Im Sommersemester 2016 ging dem Projekt erneut eine Entwurfsphase voraus, in der in Gruppenarbeiten verschiedene Entwürfe für das Internatsgebäude erarbeitet wurden. Die bereits gesammelte Erfahrung durch den Bau der Landwirtschaftsschule und die vorhandenen Ortskenntnisse boten eine gute Grundlage für die Erarbeitung.
Die entstandenen Pro­jekte dienen als umfang­rei­che Grund­lage für die Ent­wick­lung des finalen Projektentwurfes, der aktuell  in inten­si­ver Rück­spra­che mit dem Bau­herrn und  in Zusammenarbeit mit den Fachplanern aus den Lehrstühlen Tragwerksplanung und Gebäudetechnik ent­steht und in den fol­gen­den Mona­ten bis zur Aus­füh­rungs­reife erar­bei­tet wer­den wird.

Entwurf

Das Internat in Bella Vista ergänzt funktional die bestehende und in 2015 in Betrieb genommene Landwirtschaftsschule. Schülern aus abgelegenen Regionen wird eine Unterkunft und Verpflegung für die Unterrichtszeit ermöglicht.

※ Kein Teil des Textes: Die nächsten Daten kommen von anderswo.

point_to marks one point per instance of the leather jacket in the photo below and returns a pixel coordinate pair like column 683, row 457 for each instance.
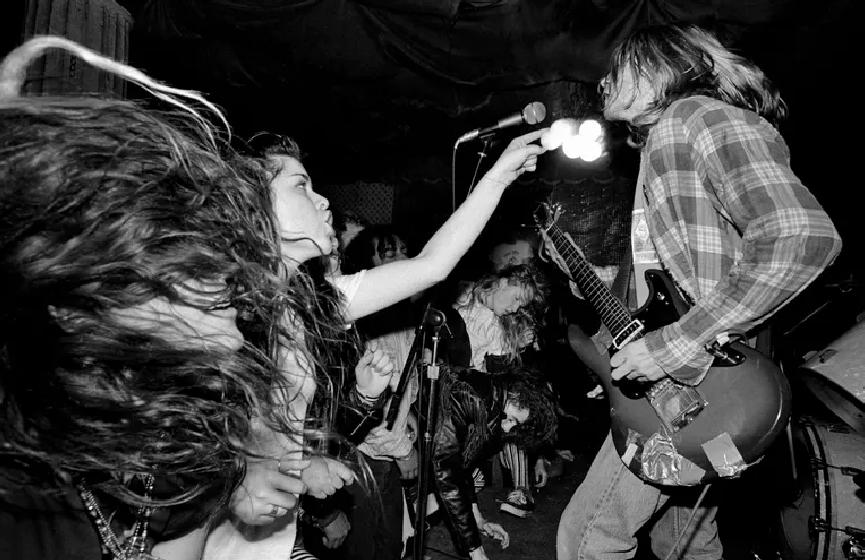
column 469, row 429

Das Internat bildet als eingeschossiger Solitärbau den südöstlichen Abschluss des Areals und zusammen mit der Schule eine Eingangssituation und Treffpunkt in der Landwirtschaft. Von Schülern, Lehrern, aber auch der unmittelbaren Nachbarschaft wird dieser Ort als Platz für diverse Anlässe verstanden und wahrgenommen.
Das Internat bedient programmatisch und vom Komfort her einen erhöhten, für den Ort unüblichen Standard. Der Grundriss ist in drei übergeordnete Zonen aufgeteilt: den unterteilbaren Wohn- und Gemeinschaftsbereich zum Feld sowie zum belebten Platz hin, den platzabgewandten Schlaftrakt mit seinem privaten Innenhof und die dazwischenliegenden Nebenräumen mit den Bädern, der Abstellkammer, der Technik und den Schränken. Je nach Tätigkeit können die Bereiche flexibel für Lernen, Essen und Freizeit kombiniert bzw. abgetrennt und genutzt werden.
Die vor- und zurückspringende Außenwand erlaubt funktionale Nischen für die jeweiligen Tätigkeiten: den Windfang zum Platz, den Kiosk für die Schule, den Computertisch und den Technikschrank.
Die Öffnungen in der Fassade erhöhen tagsüber die solaren Energieerträge und sorgen somit für ein mildes Raumklima am Abend. Das isolierte Dach faltet sich zu einem Oberlicht für eine weitere, natürliche Lichtquelle im Gebäudeinneren.
Technisch ist das Internat mit Strom durch die gemeinsame Photovoltaikanlage der Schule versorgt. Ein Thermosiphon für Warmwasser versorgt die Bädern und die Küche. Den Vorteil von Synergien von Internat und Schule wird weiterhin durch die neue gemeinsame Kanalisation mit Sammelbecken für Regenwasser, Grauwasser und Schwarzwasser Rechnung getragen.